A 1990 study titled “Telework: A New Way of Working and Living” opened with these bold claims:
Telework is ten years old. In its short time its capacity for redrawing the geographical and organisational boundaries of the traditional, centralised enterprise has been amply demonstrated. The positive consequences: […] new employment opportunities for various categories of workers, potentially without geographical limits.
People like people…
Of course, that vision didn’t materialise. It turns out that technology has made face-to-face communication more important, not less. If this idea seems counter-intuitive, just look at the very companies that have done the most to advance the reach and capabilities of digital technologies. The emergence of Silicon Valley as the world’s foremost innovation hub illustrates a fact of human nature that transcends technology: All things being equal, people want to live close to other people with the same interest.
At the moment, the goliaths of Silicon Valley -- Google, Facebook, Amazon, and Apple -- are committing serious resources to tap into the power of proximity. All four companies are expanding their Silicon Valley campuses on a colossal scale – Apple’s $5 billion “spaceship” designed by ‘starchitect’ Norman Foster is said to be Silicon Valley’s biggest private construction project to date.
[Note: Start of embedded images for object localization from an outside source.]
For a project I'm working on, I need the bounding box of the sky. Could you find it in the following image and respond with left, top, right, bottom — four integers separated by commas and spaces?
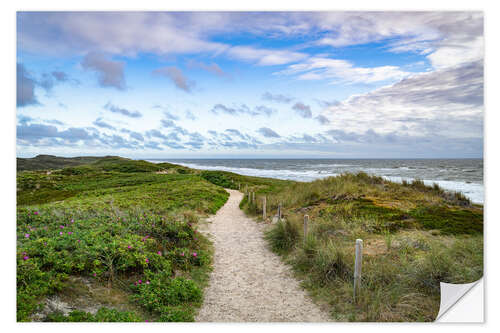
16, 11, 484, 158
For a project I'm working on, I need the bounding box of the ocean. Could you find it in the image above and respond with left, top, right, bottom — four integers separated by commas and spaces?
147, 159, 484, 204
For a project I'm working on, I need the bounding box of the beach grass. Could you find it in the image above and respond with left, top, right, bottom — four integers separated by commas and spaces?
16, 157, 227, 322
237, 171, 483, 321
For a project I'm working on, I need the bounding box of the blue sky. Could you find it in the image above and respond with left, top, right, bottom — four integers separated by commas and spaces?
16, 12, 483, 158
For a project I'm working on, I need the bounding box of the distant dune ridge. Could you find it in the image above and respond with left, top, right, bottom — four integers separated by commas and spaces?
17, 154, 113, 171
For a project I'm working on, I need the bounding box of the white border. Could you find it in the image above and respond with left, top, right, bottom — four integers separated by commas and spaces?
3, 1, 498, 332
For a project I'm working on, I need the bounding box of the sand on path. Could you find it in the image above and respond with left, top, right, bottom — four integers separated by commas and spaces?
196, 189, 331, 322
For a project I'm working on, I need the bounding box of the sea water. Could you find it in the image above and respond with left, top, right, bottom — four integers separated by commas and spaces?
147, 159, 484, 204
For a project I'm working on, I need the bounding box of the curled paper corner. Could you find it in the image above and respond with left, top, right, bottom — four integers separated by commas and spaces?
435, 278, 483, 322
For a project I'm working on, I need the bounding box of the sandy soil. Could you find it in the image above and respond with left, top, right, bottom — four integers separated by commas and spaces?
196, 189, 331, 322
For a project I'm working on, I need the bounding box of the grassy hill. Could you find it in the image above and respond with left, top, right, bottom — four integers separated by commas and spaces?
17, 155, 108, 171
16, 154, 191, 173
16, 158, 227, 322
235, 172, 483, 321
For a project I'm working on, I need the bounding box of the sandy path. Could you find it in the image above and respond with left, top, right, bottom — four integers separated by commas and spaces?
196, 189, 330, 322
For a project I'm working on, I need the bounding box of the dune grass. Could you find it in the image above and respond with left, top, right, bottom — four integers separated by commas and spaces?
16, 158, 228, 322
238, 172, 483, 321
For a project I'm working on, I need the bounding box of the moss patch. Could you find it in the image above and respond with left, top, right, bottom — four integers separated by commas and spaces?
409, 206, 483, 235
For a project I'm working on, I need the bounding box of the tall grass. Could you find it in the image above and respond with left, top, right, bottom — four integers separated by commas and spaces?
264, 219, 300, 254
239, 172, 483, 321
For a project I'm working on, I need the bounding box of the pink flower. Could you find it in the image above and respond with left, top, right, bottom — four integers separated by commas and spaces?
146, 281, 150, 285
138, 280, 142, 284
194, 237, 198, 241
157, 251, 161, 255
23, 256, 29, 260
71, 219, 74, 223
180, 252, 184, 257
127, 245, 132, 249
68, 231, 73, 235
192, 252, 197, 257
43, 242, 47, 246
25, 234, 30, 238
60, 225, 65, 229
77, 240, 81, 243
134, 282, 137, 286
93, 273, 97, 277
145, 258, 149, 263
59, 231, 63, 235
33, 211, 39, 215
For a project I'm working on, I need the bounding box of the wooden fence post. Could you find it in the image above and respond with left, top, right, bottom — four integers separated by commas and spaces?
353, 239, 363, 302
263, 196, 267, 220
252, 192, 255, 204
278, 202, 282, 220
303, 215, 309, 244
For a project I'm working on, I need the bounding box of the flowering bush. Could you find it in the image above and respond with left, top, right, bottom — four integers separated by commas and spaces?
17, 208, 208, 321
131, 271, 202, 321
17, 164, 228, 322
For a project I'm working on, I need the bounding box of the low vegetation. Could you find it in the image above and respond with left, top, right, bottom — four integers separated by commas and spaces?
17, 156, 483, 322
238, 172, 483, 321
17, 157, 228, 322
17, 154, 109, 171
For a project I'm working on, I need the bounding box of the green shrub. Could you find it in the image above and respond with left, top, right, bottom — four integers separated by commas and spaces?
16, 169, 221, 321
131, 272, 202, 321
409, 206, 482, 235
158, 306, 194, 322
44, 308, 143, 322
200, 171, 238, 189
265, 219, 300, 254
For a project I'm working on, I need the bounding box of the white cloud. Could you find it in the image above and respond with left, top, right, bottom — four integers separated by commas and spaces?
427, 36, 484, 69
312, 12, 483, 69
227, 46, 307, 66
18, 12, 483, 71
18, 12, 228, 57
319, 60, 483, 139
277, 57, 410, 84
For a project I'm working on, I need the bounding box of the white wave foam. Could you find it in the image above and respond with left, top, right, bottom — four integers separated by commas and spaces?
384, 176, 484, 204
148, 160, 484, 204
157, 161, 339, 181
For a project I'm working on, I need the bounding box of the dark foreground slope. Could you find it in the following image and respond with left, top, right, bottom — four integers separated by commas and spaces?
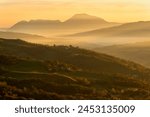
0, 38, 150, 99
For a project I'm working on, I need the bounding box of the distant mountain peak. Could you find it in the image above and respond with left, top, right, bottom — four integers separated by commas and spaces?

The trend among vanguard companies is toward sprawling, utopian facilities that are almost cities unto themselves, far from the delocalisation and dispersal that 1990s futurists predicted.
…and they still like paper
This is reminiscent of what happened to another late 20th-century myth, the “paperless office”. As computers made their way onto every office desk, the thinking was that soon electronic documents would take the place of paper. Decades later, companies are still producing an estimated 130 pounds of paper documents per year per worker and, according to a 2011 Gartner report, the average company’s rate of paper production is growing by 25 percent every year. This example underscores that the physical and digital realms are complementary, not opposed to one another.
A 2008 paper titled “Does Distance Matter in Banking?”, by Kenneth Brevoort and John Wolken (senior economists for the United States Federal Reserve Board), shows that for the decade 1993-2003, banking relationships in the U.S. remained primarily local, with a median distance between lender and SME of just five miles. Perhaps even more significantly, after increasing in the first half of the decade, the distance diminished in the following five years. The rise of digital data solutions may prolong and reinforce this trend, as the data-richness of lender-borrower relationships arguably increases with proximity. Even if they have extremely large databases, banks cannot afford to bypass the information on credit score, borrower characteristics etc. that local branches are uniquely positioned to collect.
To return to Silicon Valley, would Marc Andreessen, arguably the most famous venture capitalist in the tech space, endow a new entrepreneur without meeting him or her in person? Moreover, could Andreessen’s investment expertise ever be matched by financial algorithms? Clearly the answer is no in both cases, which is why we need epicentres of innovation such as Silicon Valley.
Like it or not, distance matters. The world’s cities are as important as ever as families are ready to pay large sums of rental money to live in crowded apartments rather than in less crowded rural or semi-rural houses. Close to 55 percent of the world’s population now lives in urban areas. The world is not flat.